Teerth Gopicon Ltd (TGL), once a rising EPC contractor from Indore, is now the construction industry’s latest reality show — complete with CBI raids, resigning auditors, and a ₹974 crore contract meltdown. The company’s share price stands at ₹72.5, giving it a market cap of ₹87 crore, which is nearly poetic when you consider it once boasted an order book of ₹2,000 crore. But then came the chaos: contracts worth nearly ₹1,000 crore terminated, a ₹183 crore fraud investigation, and its Managing Director, Maheshbhai Kumbhani, spending more time with CBI officers than site engineers.

On the financial side, H1 FY26 numbers are brutal. Sales fell off a cliff to ₹0.84 crore in Sep’25 (down 98.8% YoY), and PAT tanked to a loss of ₹19.1 crore. The stock has nosedived 88% in one year — the kind of drop that makes roller coasters look stable. Despite a once-heroic ROE of 27%, today’s numbers scream distress.
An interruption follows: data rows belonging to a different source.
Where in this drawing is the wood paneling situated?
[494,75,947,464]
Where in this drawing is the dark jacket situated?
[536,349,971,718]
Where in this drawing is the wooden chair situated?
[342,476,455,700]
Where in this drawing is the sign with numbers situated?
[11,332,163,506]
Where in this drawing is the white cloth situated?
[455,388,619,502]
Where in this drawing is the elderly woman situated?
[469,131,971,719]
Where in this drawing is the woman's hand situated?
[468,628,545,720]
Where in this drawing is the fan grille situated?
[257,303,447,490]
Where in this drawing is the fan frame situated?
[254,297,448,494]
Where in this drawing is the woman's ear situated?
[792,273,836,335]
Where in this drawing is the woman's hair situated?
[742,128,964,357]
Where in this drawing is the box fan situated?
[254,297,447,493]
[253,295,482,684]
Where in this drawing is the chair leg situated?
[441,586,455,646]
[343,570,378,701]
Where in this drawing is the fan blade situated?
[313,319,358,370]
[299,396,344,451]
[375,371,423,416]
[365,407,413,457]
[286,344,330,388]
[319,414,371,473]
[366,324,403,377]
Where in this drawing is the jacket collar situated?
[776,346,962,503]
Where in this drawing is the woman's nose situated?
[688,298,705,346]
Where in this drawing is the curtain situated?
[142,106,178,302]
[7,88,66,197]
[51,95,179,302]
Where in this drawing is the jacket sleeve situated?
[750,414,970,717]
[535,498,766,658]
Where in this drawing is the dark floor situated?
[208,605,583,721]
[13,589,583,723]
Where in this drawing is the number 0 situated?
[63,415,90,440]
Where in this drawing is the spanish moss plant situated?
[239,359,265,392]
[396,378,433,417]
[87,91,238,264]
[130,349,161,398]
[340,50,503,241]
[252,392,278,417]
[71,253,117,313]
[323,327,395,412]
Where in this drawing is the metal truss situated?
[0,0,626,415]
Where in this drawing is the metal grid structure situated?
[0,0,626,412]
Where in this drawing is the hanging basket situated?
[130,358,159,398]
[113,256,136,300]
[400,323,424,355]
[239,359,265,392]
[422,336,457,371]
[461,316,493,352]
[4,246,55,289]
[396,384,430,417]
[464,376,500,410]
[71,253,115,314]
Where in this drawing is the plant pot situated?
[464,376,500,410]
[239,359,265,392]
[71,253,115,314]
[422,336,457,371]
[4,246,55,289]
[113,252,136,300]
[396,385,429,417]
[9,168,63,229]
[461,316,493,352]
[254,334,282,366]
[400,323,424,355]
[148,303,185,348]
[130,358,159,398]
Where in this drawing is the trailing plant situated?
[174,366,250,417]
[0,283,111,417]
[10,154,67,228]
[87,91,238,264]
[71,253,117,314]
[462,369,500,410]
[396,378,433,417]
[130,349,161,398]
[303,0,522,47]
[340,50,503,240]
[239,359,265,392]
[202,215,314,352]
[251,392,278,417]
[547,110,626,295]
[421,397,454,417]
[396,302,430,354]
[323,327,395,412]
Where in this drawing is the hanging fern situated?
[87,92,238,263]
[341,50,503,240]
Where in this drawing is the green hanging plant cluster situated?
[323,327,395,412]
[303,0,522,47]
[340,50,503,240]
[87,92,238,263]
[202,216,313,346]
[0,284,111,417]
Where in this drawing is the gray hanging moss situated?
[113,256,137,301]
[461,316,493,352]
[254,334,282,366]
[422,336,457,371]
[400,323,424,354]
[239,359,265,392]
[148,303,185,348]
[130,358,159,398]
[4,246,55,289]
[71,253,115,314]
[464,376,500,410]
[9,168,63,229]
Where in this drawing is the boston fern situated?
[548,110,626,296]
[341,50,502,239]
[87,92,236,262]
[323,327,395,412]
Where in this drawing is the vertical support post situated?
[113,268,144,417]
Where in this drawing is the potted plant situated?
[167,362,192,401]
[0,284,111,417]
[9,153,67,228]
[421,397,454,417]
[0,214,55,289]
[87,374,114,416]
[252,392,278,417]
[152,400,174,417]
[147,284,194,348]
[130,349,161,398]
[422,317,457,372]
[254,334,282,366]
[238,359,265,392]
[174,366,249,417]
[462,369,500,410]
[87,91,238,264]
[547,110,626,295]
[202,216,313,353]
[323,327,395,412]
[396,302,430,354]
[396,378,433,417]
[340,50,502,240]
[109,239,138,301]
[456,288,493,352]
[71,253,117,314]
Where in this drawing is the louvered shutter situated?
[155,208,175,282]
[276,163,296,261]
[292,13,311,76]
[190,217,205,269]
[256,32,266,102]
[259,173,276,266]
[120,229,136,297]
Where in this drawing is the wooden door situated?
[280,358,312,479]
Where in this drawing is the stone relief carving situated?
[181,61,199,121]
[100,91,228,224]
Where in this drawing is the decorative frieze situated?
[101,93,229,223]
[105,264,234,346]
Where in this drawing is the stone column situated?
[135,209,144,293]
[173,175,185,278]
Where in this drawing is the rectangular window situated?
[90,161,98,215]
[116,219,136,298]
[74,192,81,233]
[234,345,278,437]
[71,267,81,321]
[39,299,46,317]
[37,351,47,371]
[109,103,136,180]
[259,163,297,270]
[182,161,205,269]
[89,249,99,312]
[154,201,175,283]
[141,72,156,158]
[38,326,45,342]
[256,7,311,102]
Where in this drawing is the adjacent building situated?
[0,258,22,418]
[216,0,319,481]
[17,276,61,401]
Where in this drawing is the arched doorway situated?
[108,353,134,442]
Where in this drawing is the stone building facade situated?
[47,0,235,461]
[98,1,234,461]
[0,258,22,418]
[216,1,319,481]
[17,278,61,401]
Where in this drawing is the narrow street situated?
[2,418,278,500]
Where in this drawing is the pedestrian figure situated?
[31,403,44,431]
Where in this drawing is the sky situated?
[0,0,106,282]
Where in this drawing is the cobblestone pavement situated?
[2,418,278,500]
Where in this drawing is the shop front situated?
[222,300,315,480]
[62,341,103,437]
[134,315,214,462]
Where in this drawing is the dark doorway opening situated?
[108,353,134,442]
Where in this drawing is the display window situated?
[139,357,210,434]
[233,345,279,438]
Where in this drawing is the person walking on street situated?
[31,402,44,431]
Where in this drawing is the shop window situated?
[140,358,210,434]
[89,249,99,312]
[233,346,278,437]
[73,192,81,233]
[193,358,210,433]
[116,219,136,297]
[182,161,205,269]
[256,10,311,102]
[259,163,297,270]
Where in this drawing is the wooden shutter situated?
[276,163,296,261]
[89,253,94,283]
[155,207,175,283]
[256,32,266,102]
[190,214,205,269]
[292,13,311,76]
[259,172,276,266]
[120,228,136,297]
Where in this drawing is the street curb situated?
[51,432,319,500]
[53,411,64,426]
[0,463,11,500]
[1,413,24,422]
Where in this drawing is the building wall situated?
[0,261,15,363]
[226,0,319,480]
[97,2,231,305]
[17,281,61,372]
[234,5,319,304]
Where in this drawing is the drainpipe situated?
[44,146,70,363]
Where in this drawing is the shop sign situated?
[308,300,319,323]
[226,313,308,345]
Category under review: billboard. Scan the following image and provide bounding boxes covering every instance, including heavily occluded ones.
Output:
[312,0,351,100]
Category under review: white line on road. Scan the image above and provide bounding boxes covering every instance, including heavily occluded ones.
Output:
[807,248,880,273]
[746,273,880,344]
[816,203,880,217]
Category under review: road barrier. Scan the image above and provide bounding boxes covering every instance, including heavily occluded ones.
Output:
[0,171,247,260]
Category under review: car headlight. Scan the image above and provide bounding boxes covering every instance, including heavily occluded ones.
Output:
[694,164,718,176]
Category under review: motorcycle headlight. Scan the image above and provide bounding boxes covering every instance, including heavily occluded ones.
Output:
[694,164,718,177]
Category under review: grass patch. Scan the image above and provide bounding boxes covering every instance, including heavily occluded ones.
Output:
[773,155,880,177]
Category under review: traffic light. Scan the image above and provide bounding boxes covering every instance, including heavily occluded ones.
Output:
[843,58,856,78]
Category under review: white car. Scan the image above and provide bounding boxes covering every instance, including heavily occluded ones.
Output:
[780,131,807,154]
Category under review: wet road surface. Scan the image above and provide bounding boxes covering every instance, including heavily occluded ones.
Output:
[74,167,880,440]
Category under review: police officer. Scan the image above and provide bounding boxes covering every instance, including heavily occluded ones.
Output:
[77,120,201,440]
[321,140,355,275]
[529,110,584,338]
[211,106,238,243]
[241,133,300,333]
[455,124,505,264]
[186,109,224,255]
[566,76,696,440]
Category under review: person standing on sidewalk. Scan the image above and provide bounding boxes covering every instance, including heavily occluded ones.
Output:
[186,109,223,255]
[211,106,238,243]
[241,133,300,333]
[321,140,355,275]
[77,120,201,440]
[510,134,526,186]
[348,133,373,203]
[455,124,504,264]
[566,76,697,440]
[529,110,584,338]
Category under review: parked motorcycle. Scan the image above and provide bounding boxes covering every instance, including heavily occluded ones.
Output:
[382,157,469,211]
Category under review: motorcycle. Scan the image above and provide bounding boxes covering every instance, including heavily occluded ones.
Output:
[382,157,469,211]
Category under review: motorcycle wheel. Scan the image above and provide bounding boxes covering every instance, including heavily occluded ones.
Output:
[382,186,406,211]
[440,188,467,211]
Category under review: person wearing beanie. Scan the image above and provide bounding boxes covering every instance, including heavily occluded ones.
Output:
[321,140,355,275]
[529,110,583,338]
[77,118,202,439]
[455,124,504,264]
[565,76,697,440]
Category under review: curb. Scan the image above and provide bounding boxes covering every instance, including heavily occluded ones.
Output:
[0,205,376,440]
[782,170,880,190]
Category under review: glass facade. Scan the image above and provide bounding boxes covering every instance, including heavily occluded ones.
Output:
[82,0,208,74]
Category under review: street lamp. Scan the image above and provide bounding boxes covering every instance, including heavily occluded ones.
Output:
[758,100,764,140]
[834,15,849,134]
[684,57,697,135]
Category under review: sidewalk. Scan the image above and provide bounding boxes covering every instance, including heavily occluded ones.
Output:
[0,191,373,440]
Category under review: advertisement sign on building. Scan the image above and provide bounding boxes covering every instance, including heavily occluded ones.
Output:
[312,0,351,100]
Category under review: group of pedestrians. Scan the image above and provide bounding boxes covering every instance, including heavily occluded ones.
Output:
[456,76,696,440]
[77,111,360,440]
The company has a debt of ₹54.5 crore, a current ratio of 3.98, and zero dividends to comfort loyal shareholders.

The punchline? A civil contractor that once built infrastructure for Smart Cities is now struggling to rebuild its credibility.


2. Introduction

What happens when a fast-growing EPC company tries to play smart but forgets that “Smart City” doesn’t mean “smart accounting”? Welcome to Teerth Gopicon Ltd — where the journey from Indore’s construction darling to CBI’s case study took barely six months.

Incorporated in 2019, the company grew like a weed in the rain — revenue up 168% in FY24, assets ballooning, and even a flashy IPO in March 2024. For a while, everything looked perfect. They boasted ISO certifications, government contracts, and an ambitious entry into real estate through Indore Smart City Development Ltd.

Then came FY25, and with it, the great unraveling. Terminated contracts, bounced guarantees, legal disputes, and a string of resignations — CFO, auditors, compliance officers — all running faster than the company’s cash outflows. By September 2025, auditors had reported contract terminations worth ₹974 crore, and a CBI investigation was in full swing over an alleged ₹183 crore fraud.

If Bollywood ever made Scam 2025, Teerth Gopicon could be the opening scene.


3. Business Model – WTF Do They Even Do?

On paper, TGL is an EPC (Engineering, Procurement, Construction) contractor, taking up civil and electrical projects — roads, water distribution, sewerage networks, and the occasional “smart” infrastructure for cities like Indore, Jabalpur, and Ujjain. The company also ventured into real estate, acquiring a 2,088 sq.m parcel from Indore Smart City to build a mixed-use high-rise tower, expected to generate ₹185 crore.

In reality, the business operates on thin margins, dependent on government tenders, slow payments, and sky-high bank guarantees. These projects can be cash flow nightmares — where the company fronts costs, then waits months (or years) to get paid.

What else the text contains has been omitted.